The freemium service provides access to machine learning models on GPU instances, served with FastAPI.
Each request invokes a compute-intensive ML model, but perhaps there is something wrong with the FastAPI configuration as well?
I watch the FastAPI repos a lot and tones of people do not understand how async python works and put their models with sync code in an async context.
We tried removing "async" -- thinking it would force sequential processing -- but it unexpectedly seemed to cause parallel processing of requests, which caused CUDA memory errors.
Before removing "async", this is the weird behavior we observed:
* Hacker blasts 50-100 requests.
* Our ML model processes each request in normal time and sequentially.
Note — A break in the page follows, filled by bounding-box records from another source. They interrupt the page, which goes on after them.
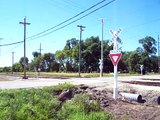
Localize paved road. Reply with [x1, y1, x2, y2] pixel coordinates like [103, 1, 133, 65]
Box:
[0, 75, 160, 90]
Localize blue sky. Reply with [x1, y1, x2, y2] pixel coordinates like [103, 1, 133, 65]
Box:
[0, 0, 160, 67]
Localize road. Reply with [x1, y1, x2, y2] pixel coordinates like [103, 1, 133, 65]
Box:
[0, 75, 160, 91]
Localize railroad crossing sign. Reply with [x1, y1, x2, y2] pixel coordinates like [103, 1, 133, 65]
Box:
[109, 53, 122, 66]
[109, 29, 122, 100]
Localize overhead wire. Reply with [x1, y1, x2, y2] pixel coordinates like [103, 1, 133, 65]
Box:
[0, 0, 115, 46]
[29, 0, 115, 39]
[27, 0, 110, 39]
* But instead of returning individual responses immediately, the server holds onto all responses -- sending responses only when the last request finishes (or a bunch of requests finish).
* Normally, request 1 should return in N seconds, request 2 in 2N seconds, but with this, all requests returned in about N50 seconds (assuming batch size of 50).
1. Any suggestions on this?
2. Mind clarifying how sync vs aync works? The FastAPI docs are unclear.
Any help would be much appreciated.
This has been extremely frustrating.
The memory errors you're seeing could suggest that you may not actually be able to run multiple instances of the model, and even if you could it may not actually give you more performance than processing sequentially.
Seems like ultimately your current design can't gracefully handle too many concurrent requests, legitimate or malicious - this is a problem I recommend you address regardless of whether you manage to ban the malicious users.
There is an event loop that goes through all the tasks and runs them.
The issue is the event loop can only move on to the next task when you reach an await. So if you run a lot of code (say an ML model) between awaits no other task can advance during this time.
This is why it is co-operative, it is up to a task to release the event loop, by hitting an await, so other tasks can get work done.
This is fine when you have async libs that often hit awaits at things that are IO related like say db, or http calls.
FastAPI will spawn controllers that are not defined as async functions on a thread pool but it is still a python so GIL and all that.
You should do as the sibling comment says and decouple your http from your ML and feed the ML with something like Celery. This way your server is always there to respond to things (even if just a 429) to hit a cache or whatever else.